Jonas liebte seinen Affen.
Einer der Gründe war, dass er nicht sprechen konnte oder in der Lage war ihm auf die Nerven zu gehen.
Er war kein wirklicher Tierfreund, aber dieser Affe, Ronald II, war etwas Besonderes.

Die Wagons mit den Tieren standen etwas abseits von dem Zelt, in der Nähe der Bahngleise.
Sie hatten einzelne Laternen befestigt, um besser sehen zu können.
Jedoch spendeten sie nicht wirklich viel Licht, wie Jonas feststellen musste, als er durch die Gräser lief und nach seiner Schwester suchte.

„Dove, bist du hier?", fragte er leise und horchte einige Sekunden lang.
Die Nacht war still, und der Vollmond sah schweigend auf die Welt hinunter.
Es raschelte kurz, und ein kleines Mädchen, gerade mal 9 Jahre alt, mit riesigen Augen kam zwischen den hohen Gräsern zum Vorschein.

„Hey Jonas", begrüßte sie ihn lächelnd und winkte mit ihrer Hand zu den Waggons.
Ihre schwarzen Haare waren zu einem Zopf gebunden und standen im Kontrast zu ihrer weißen, porzellanartigen Haut.
Selbst jetzt, in der Dunkelheit der Nacht, schien ihre Haut zu leuchten.

Dove war, wie er selbst, kein Teil von den Shows, sie war noch zu jung um aufzutreten. Aber Jonas konnte sich vorstellen, dass ihre Mutter sie in die Freakshow stecken würde.
Jeder hier nannte Dove ‚Die lebende Puppe'.¹

Und wenn man einmal einen Titel hatte, konnte man sich seinem Platz in der Freakshow sicher sein, so wie bei seinen jüngeren Geschwistern, den Zwillingen.
Deryn und Evelyn an sich waren normal, wenn man die Tatsache ausnahm, dass beide im Kontrast zueinander standen.

Wo Deryn groß war, war Evelyn klein, wo er dünn war, war sie dick, und während Deryn das personifizierte Gute war, war Evelyn das pure Böse.²
Yin und Yang, die Akrobaten Zwillinge.
Jonas war einer der wenigen in der Familie, der keinen Titel trug, der einfach nur normal war.
Und er war froh drüber, lieber ein Niemand zu sein als ein Freak.

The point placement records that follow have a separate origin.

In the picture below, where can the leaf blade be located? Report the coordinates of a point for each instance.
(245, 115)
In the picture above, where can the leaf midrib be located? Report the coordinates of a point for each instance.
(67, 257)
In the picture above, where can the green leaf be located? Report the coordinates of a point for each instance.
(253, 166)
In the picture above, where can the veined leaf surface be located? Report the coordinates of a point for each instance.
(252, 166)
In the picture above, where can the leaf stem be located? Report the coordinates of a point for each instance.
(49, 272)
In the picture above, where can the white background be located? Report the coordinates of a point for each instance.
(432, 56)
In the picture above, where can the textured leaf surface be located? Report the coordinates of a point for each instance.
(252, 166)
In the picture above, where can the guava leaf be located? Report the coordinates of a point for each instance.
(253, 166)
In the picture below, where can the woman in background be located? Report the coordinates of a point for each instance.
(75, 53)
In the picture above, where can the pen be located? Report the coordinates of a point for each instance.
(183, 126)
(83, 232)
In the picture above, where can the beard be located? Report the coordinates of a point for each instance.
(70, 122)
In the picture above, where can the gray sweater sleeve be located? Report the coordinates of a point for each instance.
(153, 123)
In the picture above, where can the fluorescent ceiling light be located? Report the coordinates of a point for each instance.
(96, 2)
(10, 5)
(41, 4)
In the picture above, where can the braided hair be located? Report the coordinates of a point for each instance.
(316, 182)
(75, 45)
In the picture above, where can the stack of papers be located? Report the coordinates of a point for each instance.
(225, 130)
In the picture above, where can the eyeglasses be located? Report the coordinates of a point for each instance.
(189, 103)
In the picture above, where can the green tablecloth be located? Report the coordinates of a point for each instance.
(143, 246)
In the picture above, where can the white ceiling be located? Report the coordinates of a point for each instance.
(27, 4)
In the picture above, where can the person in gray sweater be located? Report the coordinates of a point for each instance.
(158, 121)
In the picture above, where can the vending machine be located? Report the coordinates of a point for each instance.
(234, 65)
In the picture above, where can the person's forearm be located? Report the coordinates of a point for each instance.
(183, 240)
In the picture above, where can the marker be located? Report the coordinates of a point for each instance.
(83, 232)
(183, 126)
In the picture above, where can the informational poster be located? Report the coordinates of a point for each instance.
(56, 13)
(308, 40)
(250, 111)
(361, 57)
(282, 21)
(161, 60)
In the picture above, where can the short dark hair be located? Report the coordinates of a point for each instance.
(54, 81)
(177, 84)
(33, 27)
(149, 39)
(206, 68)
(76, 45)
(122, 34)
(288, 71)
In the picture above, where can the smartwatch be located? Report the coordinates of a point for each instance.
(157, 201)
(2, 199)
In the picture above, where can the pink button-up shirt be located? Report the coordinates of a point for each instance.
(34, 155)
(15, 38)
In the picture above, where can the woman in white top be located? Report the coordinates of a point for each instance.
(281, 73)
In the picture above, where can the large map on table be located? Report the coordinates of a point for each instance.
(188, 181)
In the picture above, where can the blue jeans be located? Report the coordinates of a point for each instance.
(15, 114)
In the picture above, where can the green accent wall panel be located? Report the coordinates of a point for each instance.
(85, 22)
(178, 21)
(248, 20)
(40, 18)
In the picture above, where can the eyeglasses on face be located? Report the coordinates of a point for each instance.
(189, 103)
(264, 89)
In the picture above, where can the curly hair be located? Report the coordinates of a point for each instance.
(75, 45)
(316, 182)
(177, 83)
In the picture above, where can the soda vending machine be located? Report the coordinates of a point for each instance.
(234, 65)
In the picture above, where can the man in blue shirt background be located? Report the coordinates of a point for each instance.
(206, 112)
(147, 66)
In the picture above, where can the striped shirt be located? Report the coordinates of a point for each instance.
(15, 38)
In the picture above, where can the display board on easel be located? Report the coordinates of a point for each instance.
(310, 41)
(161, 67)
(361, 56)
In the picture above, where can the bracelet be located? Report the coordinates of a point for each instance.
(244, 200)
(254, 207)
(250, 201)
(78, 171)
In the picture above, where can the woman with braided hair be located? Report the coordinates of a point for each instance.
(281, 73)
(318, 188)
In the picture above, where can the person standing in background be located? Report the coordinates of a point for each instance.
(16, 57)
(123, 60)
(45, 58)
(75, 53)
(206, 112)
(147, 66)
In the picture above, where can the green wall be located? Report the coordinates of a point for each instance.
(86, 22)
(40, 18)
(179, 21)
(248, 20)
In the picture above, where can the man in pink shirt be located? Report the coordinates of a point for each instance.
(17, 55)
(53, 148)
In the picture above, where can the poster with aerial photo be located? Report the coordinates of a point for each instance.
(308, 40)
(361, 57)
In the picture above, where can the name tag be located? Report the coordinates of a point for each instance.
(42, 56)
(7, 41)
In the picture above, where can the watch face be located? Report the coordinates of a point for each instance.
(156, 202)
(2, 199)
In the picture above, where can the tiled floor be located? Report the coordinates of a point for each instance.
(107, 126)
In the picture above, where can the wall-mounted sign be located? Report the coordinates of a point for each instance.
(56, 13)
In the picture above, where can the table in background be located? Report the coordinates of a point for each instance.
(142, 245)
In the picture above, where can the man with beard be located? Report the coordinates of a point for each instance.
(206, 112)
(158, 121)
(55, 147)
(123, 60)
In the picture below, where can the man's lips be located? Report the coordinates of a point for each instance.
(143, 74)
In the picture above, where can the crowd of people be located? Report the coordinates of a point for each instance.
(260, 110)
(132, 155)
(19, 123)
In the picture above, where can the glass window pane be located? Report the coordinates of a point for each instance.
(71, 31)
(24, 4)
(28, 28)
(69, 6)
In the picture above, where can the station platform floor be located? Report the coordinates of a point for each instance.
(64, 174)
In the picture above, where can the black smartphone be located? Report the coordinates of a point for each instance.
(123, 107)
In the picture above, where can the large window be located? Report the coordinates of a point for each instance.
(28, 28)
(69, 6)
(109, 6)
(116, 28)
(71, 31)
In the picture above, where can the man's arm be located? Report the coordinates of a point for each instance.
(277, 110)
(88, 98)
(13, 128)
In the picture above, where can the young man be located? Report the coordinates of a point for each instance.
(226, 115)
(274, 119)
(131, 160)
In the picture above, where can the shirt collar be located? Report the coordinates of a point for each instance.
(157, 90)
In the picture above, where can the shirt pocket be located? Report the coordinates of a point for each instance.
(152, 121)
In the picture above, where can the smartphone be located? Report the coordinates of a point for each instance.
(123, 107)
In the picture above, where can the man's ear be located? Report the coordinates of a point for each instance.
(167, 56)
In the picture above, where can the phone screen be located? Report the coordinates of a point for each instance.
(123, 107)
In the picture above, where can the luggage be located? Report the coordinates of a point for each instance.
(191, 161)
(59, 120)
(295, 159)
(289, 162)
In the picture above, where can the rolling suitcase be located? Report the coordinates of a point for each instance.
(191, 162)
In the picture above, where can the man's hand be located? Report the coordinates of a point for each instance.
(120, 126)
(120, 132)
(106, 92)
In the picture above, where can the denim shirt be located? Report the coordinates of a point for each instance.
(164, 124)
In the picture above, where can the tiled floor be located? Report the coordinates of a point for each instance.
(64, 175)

Jonas musste unwillkürlich lächeln, als er die kleine Strickmütze auf dem Kopf des Affen sah, und ließ ihn auf seine Schultern klettern.
Jonas nahm seine kleine Schwester an der Hand und lief mit ihr gemeinsam über das Feld.
„Hast du die Zwillinge gesehen?", fragte er sie und ging mit ihr zurück in Richtung der vielen Zelte.

Sie waren weit und breit die Einzigen hier, der gesamte Platz gehörte nur ihnen, den ganzen Monat, bis sie im November wieder abreisen würden.
Aber wahrscheinlich würden sie nach der Sache heute früher gehen müssen.
Alle Leichen wurden irgendwann gefunden.
„Yin und Yang?", fragte sie und griff nach seiner Hand.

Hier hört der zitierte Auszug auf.